In the case of this sound file, markers are very precisely placed using MEL Spectral Flux segmentation. However the Frequency Mean estimation within these markers is not useful. Is there a possibility of somehow improving the frequency calculations, discarding silences or values beyond a certain delta / threshold? Many thanks
Update: I’ve come up with a bit of a workaround solution for a pitch estimation. Once markers have been assigned (using MEL segmentation), yin~ data for each segment is scanned and filtered: first with an Energy threshold (removing silences), second with a Periodicity threshold to remove noisier frequency estimated. A median pitch estimate is taken and all data that passes through the threshold is averaged to get a “pitch estimate” (in float MIDI values) which is then added to the MuBu track as a constant. Fro m this point, markers can be selected using this “pitch estimate” as a target, and the results give a far more consistent pitch impression than FrequencyMean can provide. Short demo (one buffer):
Hi Chris !
Following !!!
Sounds cool
Hello Segmenters — What I have been working on lately is an implementation of the same algorithmic approach I was using with MuBu, but now in the bach / ears environment. I am visualizing pitch estimates, using various algorithms via ears.essentia~, for every frame in a bach.roll and aiming to use that data to refine both pitch-based marker placement and the pitch estimate for each given segment — which can be calculated according to the FFT data or by slicing the buffer at marker points and re-analyzing for new estimates.
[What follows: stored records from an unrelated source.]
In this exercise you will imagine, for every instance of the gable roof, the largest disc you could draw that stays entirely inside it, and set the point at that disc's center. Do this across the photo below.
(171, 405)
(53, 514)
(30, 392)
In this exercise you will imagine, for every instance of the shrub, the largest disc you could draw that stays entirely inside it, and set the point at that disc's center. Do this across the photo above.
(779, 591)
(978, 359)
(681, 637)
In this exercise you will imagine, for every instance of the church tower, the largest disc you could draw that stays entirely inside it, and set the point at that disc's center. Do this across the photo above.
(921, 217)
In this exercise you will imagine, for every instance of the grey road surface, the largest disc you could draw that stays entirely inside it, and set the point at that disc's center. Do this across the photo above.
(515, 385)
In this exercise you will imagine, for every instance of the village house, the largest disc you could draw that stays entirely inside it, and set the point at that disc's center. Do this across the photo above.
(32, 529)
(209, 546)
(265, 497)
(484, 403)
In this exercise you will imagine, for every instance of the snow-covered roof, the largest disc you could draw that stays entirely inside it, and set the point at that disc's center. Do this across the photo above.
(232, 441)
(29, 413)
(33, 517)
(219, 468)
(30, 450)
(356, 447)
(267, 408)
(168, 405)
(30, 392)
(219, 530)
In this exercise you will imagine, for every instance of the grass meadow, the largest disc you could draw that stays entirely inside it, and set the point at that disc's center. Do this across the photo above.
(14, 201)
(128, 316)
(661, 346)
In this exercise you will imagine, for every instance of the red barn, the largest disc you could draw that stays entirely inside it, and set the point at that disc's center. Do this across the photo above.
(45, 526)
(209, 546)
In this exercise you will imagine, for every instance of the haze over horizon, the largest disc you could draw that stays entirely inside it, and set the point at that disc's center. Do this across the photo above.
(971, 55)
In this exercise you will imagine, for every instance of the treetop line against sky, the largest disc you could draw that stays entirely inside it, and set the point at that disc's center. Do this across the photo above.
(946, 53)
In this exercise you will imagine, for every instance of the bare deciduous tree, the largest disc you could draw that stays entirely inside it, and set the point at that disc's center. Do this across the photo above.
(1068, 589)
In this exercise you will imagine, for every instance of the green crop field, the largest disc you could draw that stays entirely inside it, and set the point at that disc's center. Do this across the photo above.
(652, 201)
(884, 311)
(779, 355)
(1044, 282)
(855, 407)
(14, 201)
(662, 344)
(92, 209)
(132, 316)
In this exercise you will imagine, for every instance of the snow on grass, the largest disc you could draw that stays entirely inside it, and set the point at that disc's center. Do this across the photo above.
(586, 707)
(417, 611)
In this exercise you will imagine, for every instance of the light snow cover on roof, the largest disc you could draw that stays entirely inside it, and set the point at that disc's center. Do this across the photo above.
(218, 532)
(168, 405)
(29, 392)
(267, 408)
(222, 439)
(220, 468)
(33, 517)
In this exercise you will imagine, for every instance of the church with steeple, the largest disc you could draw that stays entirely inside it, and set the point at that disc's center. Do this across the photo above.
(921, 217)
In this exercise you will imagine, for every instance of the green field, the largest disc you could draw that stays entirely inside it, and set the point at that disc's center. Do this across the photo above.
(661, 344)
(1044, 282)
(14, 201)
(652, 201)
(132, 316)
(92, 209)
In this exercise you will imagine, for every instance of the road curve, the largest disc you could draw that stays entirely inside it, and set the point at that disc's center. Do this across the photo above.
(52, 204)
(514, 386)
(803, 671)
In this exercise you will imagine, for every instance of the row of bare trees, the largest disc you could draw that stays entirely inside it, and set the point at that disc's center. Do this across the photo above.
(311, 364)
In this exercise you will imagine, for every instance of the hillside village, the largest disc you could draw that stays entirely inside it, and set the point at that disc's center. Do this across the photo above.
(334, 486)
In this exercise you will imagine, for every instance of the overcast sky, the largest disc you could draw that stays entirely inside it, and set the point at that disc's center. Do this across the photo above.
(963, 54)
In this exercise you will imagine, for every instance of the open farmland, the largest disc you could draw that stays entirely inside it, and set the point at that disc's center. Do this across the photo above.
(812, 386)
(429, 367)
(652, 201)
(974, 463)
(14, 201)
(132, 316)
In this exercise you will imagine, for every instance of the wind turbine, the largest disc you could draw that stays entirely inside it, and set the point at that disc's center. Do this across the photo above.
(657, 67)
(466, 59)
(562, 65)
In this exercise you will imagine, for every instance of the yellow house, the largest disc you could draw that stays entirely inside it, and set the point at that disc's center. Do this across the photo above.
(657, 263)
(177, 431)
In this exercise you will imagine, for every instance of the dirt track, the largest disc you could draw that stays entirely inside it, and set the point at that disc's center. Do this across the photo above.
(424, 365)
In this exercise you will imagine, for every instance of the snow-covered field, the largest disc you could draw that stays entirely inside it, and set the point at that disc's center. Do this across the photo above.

Finally, I have made it possible to write both pitch estimates and the certainty estimation into the marker labels and embed them in a sound file, so that they can be recalled and read elsewhere.
I find the process fulfilling and the results sometimes good, sometimes less convincing — so I would love to have some interaction and feedback, any clues about how to get closer to the “holy grail” pitch estimator…
Thanks!
pitch-estimate-ears.maxpat (1.9 MB)